2. Il pensiero pedagogico di U. coincide con quello di​​ ​​ Giner in molti aspetti. Egli difende con forza l’uomo concreto, libero ed originale di fronte ai regimi autoritari, alla massificazione e alla spersonalizzazione, come del resto facevano le correnti politiche del suo tempo. La missione della pedagogia sarà una specie di «biberon psicologico», un «allattamento artificiale» dello spirito, che ha nell’amore il suo migliore alleato. La pedagogia non sostituisce la natura, ma l’appoggia; la sua missione è rendere gli uomini completi, cittadini liberi e coscienti.
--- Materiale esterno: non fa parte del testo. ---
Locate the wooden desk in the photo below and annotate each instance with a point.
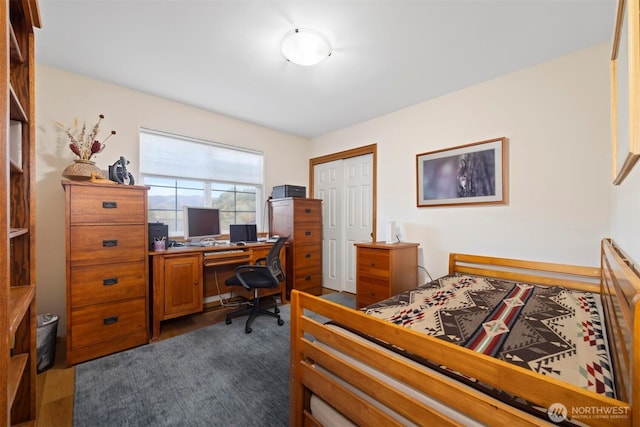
(182, 277)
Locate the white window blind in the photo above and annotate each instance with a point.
(165, 154)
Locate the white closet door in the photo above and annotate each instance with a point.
(358, 206)
(346, 187)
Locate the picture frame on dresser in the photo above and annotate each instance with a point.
(625, 84)
(470, 174)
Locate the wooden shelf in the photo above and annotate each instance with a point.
(15, 232)
(20, 298)
(18, 290)
(16, 110)
(15, 168)
(17, 366)
(16, 52)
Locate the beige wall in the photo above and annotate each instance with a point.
(556, 118)
(63, 96)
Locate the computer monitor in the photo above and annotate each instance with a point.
(200, 223)
(243, 233)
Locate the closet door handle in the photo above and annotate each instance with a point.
(110, 320)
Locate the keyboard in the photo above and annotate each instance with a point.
(225, 252)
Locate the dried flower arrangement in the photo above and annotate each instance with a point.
(82, 145)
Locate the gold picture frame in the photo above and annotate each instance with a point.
(471, 174)
(625, 84)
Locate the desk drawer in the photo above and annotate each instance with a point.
(307, 233)
(103, 322)
(107, 243)
(307, 211)
(373, 262)
(112, 205)
(308, 255)
(370, 290)
(93, 285)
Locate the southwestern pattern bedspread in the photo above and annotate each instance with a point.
(551, 330)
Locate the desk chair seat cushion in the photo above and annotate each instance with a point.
(266, 273)
(253, 278)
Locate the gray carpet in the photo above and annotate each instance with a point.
(215, 376)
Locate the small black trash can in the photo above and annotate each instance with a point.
(46, 332)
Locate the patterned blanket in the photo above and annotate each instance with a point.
(551, 330)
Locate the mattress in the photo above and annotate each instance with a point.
(550, 330)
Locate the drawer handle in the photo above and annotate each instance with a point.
(110, 320)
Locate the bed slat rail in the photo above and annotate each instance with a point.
(621, 301)
(448, 391)
(544, 273)
(534, 387)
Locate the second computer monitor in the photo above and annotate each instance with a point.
(243, 233)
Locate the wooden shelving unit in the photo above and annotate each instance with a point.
(17, 181)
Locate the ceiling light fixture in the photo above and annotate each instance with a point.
(305, 47)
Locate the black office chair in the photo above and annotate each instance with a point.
(265, 273)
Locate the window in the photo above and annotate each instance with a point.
(183, 171)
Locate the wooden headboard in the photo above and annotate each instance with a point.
(621, 298)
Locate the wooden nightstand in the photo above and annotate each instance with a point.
(384, 269)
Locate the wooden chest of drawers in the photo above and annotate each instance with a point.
(107, 269)
(301, 220)
(383, 270)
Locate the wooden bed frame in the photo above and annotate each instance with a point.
(616, 281)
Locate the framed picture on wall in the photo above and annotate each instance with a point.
(472, 174)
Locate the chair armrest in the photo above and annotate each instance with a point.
(260, 269)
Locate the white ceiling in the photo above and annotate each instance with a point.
(224, 56)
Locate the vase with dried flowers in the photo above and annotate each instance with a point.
(84, 145)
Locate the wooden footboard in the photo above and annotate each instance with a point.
(342, 369)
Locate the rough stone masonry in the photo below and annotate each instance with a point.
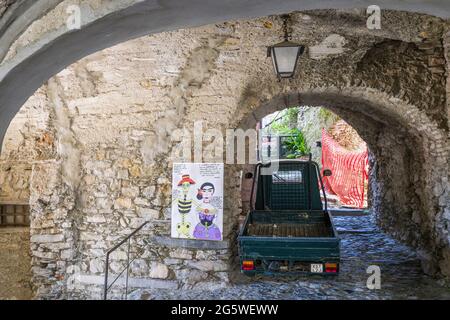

Apollodoro, protagonista e vittima della pedagogia scientifica di​​ Amor y pedagogía, è un pupazzo senza volontà, incapace di affrontare il proprio destino. La pedagogia gli ha impedito di essere uomo, la cosa più importante per un essere umano. Salvare l’uomo, liberarlo dalla schiavitù della macchina e della scienza, dell’arte e delle ideologie, dei partiti politici e di tutto quello che possa disumanizzarlo o sminuire la sua pienezza e integrità è la tesi difesa da U. in questa novella e in tutti i suoi scritti. Il fine dell’uomo è realizzarsi, giungere ad essere uomo completo, conoscendo i propri limiti e possibilità, dandosi agli altri fino ad essere unico e insostituibile, originale e irripetibile. «Concentrati per darti meglio agli altri tutto intero e indiviso». «Do quello che ho», dice il generoso. «Do quello che sono», dice l’eroe. «Do me stesso», dice il santo: sono frasi che riassumono abbastanza bene il pensiero del discusso U.

Bibliografia

Turin Y.,​​ M.d.U.​​ universitaire, Paris, SEU-PEN, 1962;​​ Delgado B.,​​ U. educador, Madrid, Magisterio Español,​​ 1973; Foresta G.,​​ U., Milano, Accademia, 1976; Leonardi L.,​​ Attualità di U., Padova, Liviana, 1976;​​ La Rubia Prado F.,​​ Una encrucijada española: ensayos sobre M. de U. y José Ortega y Gasset, Madrid, Biblioteca Nueva, 2005.